Australia is considering setting a national minimum price for alcohol and hotels are already fighting back. The Australian Hotels Association (AHA) is asking the federal government to reject a minimum price on alcohol that is being considered by its new preventative health agency.
In an effort to improve the health of Australians, the Australian National Preventative Health Agency (ANPHA) is considering setting a starting price for alcohol sales in the country, but the AHA is against it.
"The introduction of a floor price would force up drink prices across the spectrum as brands reposition themselves and impact on the majority of moderate consumers rather than on problem drinkers," said AHA National CEO Des Crowe, as quoted by The Shout.
The AHA argues that the minimum price rule would affect those who drink responsibly the most as alcoholics are likely to continue their abuse of alcohol regardless of what the price is. They believe that it would cause a financial hardship for a majority of people, without curbing the alcohol intake of those who have a problem.
"The AHA has provided its submission urging the Federal Government to first observe the impact and results of the recently-legislated Scottish 50-pence minimum standard drink price before considering options for adopting such a radical policy here in Australia," Crowe said, according to The Shout.

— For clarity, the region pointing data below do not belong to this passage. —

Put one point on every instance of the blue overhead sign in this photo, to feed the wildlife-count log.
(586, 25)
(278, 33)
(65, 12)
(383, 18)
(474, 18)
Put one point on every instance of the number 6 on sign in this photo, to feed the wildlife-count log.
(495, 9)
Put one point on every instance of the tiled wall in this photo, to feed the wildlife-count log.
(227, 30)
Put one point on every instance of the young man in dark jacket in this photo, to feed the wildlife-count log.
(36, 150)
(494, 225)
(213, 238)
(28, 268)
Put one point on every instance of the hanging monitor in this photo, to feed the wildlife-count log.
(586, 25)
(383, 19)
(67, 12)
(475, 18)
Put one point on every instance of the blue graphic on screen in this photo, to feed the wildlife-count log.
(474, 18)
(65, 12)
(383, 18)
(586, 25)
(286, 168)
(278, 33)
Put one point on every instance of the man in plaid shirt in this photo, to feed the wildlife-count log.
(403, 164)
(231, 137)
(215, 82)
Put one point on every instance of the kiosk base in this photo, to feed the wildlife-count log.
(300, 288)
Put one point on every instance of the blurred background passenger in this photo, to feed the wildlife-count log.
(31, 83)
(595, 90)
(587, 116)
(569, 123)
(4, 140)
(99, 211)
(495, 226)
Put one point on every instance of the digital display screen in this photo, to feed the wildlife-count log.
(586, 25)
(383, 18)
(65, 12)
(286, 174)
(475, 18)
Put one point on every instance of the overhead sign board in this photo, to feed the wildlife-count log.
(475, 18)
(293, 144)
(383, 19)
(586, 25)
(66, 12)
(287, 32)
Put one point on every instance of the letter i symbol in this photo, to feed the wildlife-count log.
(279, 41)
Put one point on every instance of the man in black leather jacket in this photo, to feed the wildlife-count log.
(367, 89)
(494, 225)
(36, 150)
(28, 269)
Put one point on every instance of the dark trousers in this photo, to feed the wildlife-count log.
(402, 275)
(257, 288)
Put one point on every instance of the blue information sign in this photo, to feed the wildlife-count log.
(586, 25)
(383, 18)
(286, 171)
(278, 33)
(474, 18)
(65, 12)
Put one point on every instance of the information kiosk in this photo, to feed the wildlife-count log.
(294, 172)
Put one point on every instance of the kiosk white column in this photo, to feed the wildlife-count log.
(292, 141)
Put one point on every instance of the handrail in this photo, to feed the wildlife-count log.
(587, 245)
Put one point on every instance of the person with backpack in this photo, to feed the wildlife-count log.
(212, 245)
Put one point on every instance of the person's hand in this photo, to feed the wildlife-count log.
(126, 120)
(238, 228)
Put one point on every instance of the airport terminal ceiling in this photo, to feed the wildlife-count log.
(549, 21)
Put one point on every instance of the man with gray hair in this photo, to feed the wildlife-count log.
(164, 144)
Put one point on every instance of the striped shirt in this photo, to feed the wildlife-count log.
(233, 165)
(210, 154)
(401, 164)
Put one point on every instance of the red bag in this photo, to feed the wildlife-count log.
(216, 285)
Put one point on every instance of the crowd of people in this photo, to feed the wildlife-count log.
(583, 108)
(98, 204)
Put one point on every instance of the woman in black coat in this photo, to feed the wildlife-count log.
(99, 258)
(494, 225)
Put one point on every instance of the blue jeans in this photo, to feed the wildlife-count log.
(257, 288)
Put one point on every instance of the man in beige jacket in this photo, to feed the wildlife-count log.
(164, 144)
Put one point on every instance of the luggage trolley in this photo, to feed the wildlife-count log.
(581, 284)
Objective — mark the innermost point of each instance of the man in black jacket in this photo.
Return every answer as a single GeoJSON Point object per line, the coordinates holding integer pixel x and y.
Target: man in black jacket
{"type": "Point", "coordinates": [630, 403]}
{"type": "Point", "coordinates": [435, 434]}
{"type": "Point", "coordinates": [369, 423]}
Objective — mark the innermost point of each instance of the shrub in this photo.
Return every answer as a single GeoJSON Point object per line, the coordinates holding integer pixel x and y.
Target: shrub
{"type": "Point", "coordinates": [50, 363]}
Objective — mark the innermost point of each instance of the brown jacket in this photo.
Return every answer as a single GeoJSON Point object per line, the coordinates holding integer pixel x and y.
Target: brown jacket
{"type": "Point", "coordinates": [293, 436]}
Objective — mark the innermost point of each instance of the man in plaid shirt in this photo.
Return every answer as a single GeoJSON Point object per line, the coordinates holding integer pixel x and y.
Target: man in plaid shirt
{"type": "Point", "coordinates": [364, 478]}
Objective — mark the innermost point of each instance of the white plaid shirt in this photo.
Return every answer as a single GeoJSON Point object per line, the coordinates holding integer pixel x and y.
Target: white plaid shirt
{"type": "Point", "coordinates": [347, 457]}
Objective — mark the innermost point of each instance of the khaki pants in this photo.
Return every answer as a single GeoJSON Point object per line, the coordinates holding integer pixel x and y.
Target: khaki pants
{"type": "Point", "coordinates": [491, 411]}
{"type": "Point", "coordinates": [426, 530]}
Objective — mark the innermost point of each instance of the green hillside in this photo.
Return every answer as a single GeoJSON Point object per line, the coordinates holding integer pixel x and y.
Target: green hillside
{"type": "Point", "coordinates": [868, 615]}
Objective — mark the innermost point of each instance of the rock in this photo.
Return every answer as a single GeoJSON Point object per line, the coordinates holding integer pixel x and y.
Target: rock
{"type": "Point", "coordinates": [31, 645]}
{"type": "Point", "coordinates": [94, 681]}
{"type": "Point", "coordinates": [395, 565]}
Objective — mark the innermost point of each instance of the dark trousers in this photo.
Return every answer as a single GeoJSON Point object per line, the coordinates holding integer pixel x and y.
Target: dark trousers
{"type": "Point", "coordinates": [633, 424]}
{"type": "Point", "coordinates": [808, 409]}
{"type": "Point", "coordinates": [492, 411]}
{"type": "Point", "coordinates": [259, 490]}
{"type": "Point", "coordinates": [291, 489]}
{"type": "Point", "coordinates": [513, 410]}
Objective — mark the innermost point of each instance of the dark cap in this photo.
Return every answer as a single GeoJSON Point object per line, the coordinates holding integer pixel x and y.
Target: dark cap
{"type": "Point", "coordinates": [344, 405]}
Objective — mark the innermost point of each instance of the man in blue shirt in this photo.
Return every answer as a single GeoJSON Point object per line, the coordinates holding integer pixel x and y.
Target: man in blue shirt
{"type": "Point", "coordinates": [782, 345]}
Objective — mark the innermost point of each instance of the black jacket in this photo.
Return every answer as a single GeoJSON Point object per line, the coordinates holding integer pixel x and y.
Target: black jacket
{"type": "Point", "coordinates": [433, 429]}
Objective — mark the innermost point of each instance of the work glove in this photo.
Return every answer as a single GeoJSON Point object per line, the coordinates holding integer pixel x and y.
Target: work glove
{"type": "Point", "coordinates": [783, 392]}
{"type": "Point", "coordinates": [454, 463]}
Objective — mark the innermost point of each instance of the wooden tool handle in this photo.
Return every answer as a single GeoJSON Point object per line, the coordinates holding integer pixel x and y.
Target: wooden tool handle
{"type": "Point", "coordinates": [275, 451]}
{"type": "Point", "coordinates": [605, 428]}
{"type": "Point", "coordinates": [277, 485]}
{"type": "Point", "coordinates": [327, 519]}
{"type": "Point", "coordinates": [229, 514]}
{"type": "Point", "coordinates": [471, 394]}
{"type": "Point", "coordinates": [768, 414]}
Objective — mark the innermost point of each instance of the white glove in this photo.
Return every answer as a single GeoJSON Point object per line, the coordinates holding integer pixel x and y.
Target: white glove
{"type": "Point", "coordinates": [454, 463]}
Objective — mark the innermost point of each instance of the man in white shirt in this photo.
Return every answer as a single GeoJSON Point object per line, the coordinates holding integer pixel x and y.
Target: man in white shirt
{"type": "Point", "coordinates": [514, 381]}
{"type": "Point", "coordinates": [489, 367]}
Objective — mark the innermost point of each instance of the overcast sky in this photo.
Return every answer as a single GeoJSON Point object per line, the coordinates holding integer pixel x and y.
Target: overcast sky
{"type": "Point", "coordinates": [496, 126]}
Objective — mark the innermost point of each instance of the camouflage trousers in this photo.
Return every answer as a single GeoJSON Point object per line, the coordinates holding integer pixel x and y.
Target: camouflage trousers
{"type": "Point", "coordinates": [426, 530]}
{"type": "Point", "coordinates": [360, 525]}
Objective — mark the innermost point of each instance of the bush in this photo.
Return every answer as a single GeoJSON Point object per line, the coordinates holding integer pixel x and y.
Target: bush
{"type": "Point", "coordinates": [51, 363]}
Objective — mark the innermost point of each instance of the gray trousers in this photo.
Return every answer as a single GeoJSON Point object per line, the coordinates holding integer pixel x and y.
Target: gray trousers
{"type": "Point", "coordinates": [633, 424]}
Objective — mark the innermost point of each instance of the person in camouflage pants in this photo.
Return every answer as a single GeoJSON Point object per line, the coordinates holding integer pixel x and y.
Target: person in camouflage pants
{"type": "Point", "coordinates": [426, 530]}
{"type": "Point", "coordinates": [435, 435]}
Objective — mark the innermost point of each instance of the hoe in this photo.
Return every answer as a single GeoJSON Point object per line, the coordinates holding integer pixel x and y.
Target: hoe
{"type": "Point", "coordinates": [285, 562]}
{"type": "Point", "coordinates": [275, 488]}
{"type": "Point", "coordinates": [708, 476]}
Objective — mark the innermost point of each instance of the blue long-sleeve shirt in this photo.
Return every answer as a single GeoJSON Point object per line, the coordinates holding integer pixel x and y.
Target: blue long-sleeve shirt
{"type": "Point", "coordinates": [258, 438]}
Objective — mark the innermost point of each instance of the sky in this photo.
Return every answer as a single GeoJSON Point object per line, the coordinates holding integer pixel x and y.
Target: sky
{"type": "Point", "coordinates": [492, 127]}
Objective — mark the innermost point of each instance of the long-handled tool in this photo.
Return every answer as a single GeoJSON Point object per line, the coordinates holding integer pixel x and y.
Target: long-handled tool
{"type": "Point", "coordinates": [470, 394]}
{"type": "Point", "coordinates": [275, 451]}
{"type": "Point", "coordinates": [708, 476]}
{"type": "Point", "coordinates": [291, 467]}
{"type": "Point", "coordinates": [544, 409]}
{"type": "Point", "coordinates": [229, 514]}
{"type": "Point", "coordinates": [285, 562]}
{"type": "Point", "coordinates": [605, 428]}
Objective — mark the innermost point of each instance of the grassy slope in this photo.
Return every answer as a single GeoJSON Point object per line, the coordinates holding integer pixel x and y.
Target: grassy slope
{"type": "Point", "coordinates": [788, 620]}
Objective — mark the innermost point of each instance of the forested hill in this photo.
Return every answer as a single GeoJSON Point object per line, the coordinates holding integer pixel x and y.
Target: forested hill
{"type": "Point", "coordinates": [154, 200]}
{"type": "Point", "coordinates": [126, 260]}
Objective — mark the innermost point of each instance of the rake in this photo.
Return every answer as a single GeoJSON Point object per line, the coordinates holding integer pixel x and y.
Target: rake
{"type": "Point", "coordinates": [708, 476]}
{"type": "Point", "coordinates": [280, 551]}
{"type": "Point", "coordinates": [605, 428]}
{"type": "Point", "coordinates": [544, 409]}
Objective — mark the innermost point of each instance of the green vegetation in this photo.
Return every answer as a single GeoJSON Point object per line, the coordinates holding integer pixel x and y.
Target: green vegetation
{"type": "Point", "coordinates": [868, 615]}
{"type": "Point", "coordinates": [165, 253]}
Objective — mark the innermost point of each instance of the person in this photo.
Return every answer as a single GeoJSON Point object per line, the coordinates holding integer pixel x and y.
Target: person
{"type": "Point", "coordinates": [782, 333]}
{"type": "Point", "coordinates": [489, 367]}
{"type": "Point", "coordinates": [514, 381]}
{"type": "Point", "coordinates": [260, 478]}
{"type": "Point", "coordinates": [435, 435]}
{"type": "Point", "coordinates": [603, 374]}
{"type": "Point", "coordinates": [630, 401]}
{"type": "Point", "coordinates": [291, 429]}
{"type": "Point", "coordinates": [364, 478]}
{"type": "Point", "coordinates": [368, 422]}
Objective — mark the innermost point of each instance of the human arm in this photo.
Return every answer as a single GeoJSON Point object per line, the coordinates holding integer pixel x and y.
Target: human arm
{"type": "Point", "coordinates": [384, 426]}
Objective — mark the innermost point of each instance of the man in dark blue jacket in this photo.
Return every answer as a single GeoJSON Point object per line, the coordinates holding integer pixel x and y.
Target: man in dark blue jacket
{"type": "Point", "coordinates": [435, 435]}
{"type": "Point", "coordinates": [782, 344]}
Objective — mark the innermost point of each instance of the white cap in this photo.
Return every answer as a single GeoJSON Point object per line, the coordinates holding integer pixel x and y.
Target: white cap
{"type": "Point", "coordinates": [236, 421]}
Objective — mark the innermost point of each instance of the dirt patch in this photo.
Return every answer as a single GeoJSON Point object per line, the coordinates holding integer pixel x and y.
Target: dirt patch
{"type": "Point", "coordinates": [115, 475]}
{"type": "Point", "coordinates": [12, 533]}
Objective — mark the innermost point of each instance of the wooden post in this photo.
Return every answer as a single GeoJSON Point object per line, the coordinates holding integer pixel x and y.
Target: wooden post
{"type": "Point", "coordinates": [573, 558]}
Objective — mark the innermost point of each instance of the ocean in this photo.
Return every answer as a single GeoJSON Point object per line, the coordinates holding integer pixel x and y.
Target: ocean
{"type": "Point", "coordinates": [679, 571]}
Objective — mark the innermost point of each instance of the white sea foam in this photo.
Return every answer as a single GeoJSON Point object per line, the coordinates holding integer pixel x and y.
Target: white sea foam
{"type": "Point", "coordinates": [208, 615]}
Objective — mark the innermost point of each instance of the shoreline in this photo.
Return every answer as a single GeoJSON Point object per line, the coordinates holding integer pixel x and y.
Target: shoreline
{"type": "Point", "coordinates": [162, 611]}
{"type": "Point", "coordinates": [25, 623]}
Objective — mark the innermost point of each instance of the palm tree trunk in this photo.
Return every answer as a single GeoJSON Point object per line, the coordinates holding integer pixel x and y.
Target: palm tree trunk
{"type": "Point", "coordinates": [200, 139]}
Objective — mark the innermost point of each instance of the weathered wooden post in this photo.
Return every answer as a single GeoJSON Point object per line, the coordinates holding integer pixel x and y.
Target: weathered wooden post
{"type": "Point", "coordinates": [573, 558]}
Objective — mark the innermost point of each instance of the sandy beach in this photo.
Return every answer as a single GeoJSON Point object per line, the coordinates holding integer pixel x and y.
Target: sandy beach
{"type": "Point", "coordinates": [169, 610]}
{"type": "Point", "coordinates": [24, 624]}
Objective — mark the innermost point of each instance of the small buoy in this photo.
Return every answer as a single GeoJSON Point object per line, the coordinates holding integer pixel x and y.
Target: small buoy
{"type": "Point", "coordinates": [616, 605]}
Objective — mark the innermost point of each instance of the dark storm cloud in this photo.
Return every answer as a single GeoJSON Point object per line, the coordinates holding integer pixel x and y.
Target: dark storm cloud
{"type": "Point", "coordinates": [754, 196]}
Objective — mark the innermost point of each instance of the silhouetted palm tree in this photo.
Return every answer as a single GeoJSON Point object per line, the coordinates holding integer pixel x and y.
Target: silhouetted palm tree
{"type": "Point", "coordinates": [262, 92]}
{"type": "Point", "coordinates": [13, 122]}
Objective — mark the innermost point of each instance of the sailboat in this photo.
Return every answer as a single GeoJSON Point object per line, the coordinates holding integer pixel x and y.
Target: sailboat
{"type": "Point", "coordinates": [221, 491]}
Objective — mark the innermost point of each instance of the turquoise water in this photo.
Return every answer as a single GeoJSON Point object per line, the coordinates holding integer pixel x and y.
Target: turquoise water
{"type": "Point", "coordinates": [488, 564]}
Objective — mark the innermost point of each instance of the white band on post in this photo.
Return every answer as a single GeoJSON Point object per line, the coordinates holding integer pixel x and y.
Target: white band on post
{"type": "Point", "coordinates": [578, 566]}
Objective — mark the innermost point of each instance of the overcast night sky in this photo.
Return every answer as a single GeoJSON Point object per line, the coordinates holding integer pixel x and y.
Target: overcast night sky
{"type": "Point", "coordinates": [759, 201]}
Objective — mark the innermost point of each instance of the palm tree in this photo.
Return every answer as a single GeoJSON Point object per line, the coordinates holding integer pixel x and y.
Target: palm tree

Scotland already created a minimum price for alcohol, however the Scotch Whisky Associations (SWA) is trying to fight those laws as well. The AHA wants the government to keep a watch on Scotland's law to see if it actually does help curb alcohol problems before they really consider putting the law into place for Australia.
The AHA agrees that certain small population with alcohol problems have access to cheap alcohol, but they argue that "there is no justification for a national response to a localised problem." The AHA suggests staging interventions for problem drinkers instead of imposing a national alcohol price that would affect everyone.
The Australian Liquor Stores Association's will also have an argument against the minimum alcohol price.
New Zealand is also considering a minimum-price policy as they believe it will lower the rate of alcohol abuse.